Dr. Sawyers put me in contact with Tim Hughes, a molecular biologist at the Institute of Medical and Veterinary Science in Adelaide, Australia. Tim was involved in a large international clinical trial comparing Gleevec to one of the earlier drugs against CML.
I received a dataset of 169 patients from the resulting patient database. I was interested in studying the treatment response to Gleevec and in looking at the CML cells that remained after successful treatment with Gleevec. Were these remaining cells cancer stem cells, the subset of cancer cells that we believe drives a cancer? Why wasn't Gleevec successful against them? And what are the dynamics of relapse due to resistance mutation?
Treatment Resistant CML Stem Cells
Using a DNA amplifying process known as quantitative polymerase chain reaction (PCR), combined with our detailed understanding of precisely how Gleevec works, I wanted to develop a mathematical approach to answer those questions. What we learned was that Gleevec caused a biphasic exponential decline in leukemic cells during the first year of treatment. The molecular response to the drug seemed to suggest that CML can be described by a mathematical model consisting of four separate subpopulations of cells: progenitor cells, which survive on average 125 days during treatment; differentiated cells, which appear to live for 20 days; terminally differentiated cells, which live an average of one day; and leukemic stem cells, which are not depleted by Gleevec therapy.

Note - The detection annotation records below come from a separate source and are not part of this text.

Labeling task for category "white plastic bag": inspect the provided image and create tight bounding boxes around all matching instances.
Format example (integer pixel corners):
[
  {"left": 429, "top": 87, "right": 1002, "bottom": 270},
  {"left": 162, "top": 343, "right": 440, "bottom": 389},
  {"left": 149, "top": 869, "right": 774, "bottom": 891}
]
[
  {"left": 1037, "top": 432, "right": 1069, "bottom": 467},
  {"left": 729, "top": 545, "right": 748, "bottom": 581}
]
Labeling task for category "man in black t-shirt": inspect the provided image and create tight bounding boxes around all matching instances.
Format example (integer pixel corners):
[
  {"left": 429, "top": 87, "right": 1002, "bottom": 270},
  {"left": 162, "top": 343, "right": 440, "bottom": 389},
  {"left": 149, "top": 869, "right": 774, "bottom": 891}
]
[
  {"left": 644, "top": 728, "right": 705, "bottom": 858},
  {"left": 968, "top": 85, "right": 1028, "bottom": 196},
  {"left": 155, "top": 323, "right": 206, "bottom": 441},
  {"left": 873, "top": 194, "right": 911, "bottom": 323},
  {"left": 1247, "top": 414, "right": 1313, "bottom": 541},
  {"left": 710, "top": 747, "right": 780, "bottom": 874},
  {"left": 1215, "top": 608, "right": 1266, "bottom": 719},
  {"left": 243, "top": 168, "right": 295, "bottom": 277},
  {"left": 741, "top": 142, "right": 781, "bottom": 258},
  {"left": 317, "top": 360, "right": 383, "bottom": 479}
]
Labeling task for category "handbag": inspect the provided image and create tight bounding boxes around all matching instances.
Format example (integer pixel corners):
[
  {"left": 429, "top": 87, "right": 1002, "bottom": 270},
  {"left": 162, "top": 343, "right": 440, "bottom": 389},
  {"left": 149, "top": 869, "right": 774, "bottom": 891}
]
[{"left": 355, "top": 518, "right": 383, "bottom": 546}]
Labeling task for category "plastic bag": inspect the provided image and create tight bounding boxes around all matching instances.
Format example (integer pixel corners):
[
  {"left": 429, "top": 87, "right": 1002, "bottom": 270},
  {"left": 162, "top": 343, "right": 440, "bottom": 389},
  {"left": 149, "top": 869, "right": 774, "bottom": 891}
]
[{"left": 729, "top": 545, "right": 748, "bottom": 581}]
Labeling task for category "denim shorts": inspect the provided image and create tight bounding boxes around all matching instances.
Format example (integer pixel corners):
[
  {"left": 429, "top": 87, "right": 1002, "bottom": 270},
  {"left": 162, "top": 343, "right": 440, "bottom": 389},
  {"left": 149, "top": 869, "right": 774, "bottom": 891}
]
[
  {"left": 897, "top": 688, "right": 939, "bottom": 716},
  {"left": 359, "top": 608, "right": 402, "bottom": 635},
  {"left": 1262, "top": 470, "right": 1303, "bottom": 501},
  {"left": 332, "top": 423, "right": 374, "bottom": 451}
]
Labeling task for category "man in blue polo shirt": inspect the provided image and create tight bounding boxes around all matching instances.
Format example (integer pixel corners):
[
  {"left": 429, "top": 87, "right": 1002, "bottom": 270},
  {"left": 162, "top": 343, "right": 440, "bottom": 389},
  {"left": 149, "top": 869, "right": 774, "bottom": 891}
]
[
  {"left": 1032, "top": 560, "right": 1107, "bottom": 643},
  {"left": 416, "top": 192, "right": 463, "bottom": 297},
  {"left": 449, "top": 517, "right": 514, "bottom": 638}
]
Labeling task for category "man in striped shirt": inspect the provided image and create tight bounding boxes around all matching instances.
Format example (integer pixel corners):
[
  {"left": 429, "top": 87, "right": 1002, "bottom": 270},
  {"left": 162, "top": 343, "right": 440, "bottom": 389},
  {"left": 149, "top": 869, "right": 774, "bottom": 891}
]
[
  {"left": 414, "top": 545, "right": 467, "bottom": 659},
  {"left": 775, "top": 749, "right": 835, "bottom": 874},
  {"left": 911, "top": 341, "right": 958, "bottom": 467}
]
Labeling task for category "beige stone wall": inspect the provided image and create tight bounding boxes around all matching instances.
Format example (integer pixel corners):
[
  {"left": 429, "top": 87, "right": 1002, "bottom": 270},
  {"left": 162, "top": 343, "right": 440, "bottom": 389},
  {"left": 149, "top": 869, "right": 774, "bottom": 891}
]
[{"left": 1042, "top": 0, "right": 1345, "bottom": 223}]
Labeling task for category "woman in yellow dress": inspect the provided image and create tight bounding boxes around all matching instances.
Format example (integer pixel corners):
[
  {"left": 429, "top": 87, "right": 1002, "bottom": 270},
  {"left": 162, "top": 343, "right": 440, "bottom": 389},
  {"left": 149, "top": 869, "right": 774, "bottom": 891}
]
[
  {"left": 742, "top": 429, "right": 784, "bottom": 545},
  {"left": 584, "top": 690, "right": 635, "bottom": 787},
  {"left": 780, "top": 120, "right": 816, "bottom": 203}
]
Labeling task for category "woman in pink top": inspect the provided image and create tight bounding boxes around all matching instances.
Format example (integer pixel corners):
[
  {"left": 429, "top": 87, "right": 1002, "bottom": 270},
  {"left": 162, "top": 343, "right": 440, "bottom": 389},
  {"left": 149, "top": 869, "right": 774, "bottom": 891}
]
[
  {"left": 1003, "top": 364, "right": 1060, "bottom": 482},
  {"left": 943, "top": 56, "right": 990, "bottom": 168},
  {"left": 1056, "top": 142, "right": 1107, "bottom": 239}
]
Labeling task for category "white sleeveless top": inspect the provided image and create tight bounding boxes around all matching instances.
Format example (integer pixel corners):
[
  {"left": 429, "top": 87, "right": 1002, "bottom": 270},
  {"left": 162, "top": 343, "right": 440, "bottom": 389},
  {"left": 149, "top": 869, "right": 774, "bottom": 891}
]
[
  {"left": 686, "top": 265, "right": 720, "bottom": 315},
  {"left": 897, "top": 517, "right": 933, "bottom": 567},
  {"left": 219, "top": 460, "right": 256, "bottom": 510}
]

In patients who discontinue Gleevec therapy, the leukemic cell count rises within weeks to levels equal to or greater than their pretreatment levels -- suggesting that these leukemic stem cells do not significantly decrease during treatment and are responsible for the residual disease.
CML as Guinea Pig
Because CML is a relatively simple cancer to study, it can serve as sort of a guinea pig for cancer research. If we understand how this simple cancer develops, we can take that knowledge and apply it to more complicated cancers. I hope that the mathematical model I developed for CML will have practical applications, such as helping to find the cause of CML stem cell insensitivity and to design clinical trials.
For my research, after completing my PhD in 2005, I was granted a three-year independent research position in Harvard's Society of Fellows. The freedom of this position allowed me to continue my cancer research while working at the Dana-Farber Cancer Institute in Boston.